# Neural Rendering

- Introduction
- Loss functions for nueral rendering
- Generative Adaverial Networks with 3D Control
- Neural Scene Representation and Rendering
- Novel View Syntehsis for Obejcts and Scenes
- Neural Volumetric Rendering: NeRF, etc

**SIGGRAPH2021 Course: Adavnces in Neural Rendering**link

## Introduction

- Michael Zollhoefer from Facebook Reality Labs Research
- Two alteratives of realisting image syntehsis
- Photo-realistic rendering: Lots of manual work + Full control of scene parameter
- Generative ML: Lots of data + Automatic training + Interactive inference/rendering

- Motivation: Creating photorealistic assets is challenging using classical CG techniques
- Neural Rendering?: 3 Components
- Generative networks that synthesis raw pixel output
- Controllable by interpretable parameters or by video/audio input
- Illumination, camera, pose, geometry, appearance, or semantic structure controllable

- Why neural rendering?:
- Can we learn (part of the) scene representation and/or (part of the) CG function?

- Neural Rendering Zoo
- “Regress it” (GQN): 1D code => 2D generative network => 2D image
- “Make it more real” (DVP, DNR): 3D mesh/points + 1D codes => CG (3D to 2D) => 2D encoder/decoder => 2D image
- “Regress and render” (Neural volume): 1D code => 2D generative network => 3D mesh/points + 2D texture + 3D volume => CG (3D to 2D) => 2D
- “Step, sample and blend” (NeRF=super popular in the community): 3D space => Coordinates => MLP => CG (3D to 2D) => 2D image

## Loss functions for nueral rendering

- Jun-Yan Zhu, CMU CS
- Problem statament?
- argmin_G Loss(G(x_input),y_output)
- So, what is a good objective loss function
**L**?

- Designing loss function?
- L2 regression: tends to average out L2-distance, not good for optimize each local image
- Classificiation loss - Cross entropoy objective with colofulness term
- Feature/Perceptual loss - Deep feature space matching objective

- Loss fucntion in Generative Adversary Network?
- Distinguish whether it is real of fake image?
- Using human annotation is expensive. So replace it with classifier!
- Check pix2pix, edge2cat
- What can pix2pix do?
- grayscale => automatic colorization
- scatch => photo
- But, it needs paired training data, which are expensive.
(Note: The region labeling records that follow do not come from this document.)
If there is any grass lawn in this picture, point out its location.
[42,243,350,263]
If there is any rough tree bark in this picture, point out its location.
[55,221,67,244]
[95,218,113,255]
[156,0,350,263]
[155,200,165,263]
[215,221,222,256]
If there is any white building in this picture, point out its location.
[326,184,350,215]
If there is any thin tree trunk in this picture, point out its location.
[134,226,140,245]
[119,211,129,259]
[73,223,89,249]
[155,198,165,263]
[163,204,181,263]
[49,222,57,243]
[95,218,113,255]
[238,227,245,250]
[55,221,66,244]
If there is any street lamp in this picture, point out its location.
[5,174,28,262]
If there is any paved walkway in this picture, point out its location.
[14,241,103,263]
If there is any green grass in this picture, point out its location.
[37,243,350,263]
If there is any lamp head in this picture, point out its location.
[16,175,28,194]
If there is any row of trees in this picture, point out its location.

- Check Cycle-consistent adversarial networks: horse to zebra, orange to apple!
- How to train with unpaired data (shape of horse + texture of zebra with differnt shape?)
- Cycle-consistent loss: horse (X) to zebra (G(x)), and zebra to horse again (F(G(x))

- Patch-based contrastive loss using cosine similarity of small patches of X and G(X)
- Summary

## Generative Adaverial Networks with 3D Control

- Ayush Tewari, Max Planck Institute for Informatics
- GAN?
- Supervised training of GAN for neural rendering?
- Add scene prarameters (illumination/pose) to input data and do supervised training
- Training with synthetic datasets (so, no need lots of labeled data pairs)
- Training with supervised pairs? Add annotation tools and move along nomal direction of semantic property (pose/gender/expression) hyperplane in the latent space.
- Add non-linearity for high quality control!
- Inverse graphics & 3D control the semantic property gradually!

- Unsupervised methods?
- Training generator for controllability
- Projecting real images to latent vector using optimziation-based methods
- Editing the projected latent vector
- Reguralization
- Transformation
- Learning-based methods for projection (not optimization): Using encoder!

- Challenges?
- What can be edited?: Widen adjustable control parameters!
- What can be projected?: Trade betwen quality of projection/reconstruction/realistic-editing

- 3D GANs?
- View points can be controlled explicitly!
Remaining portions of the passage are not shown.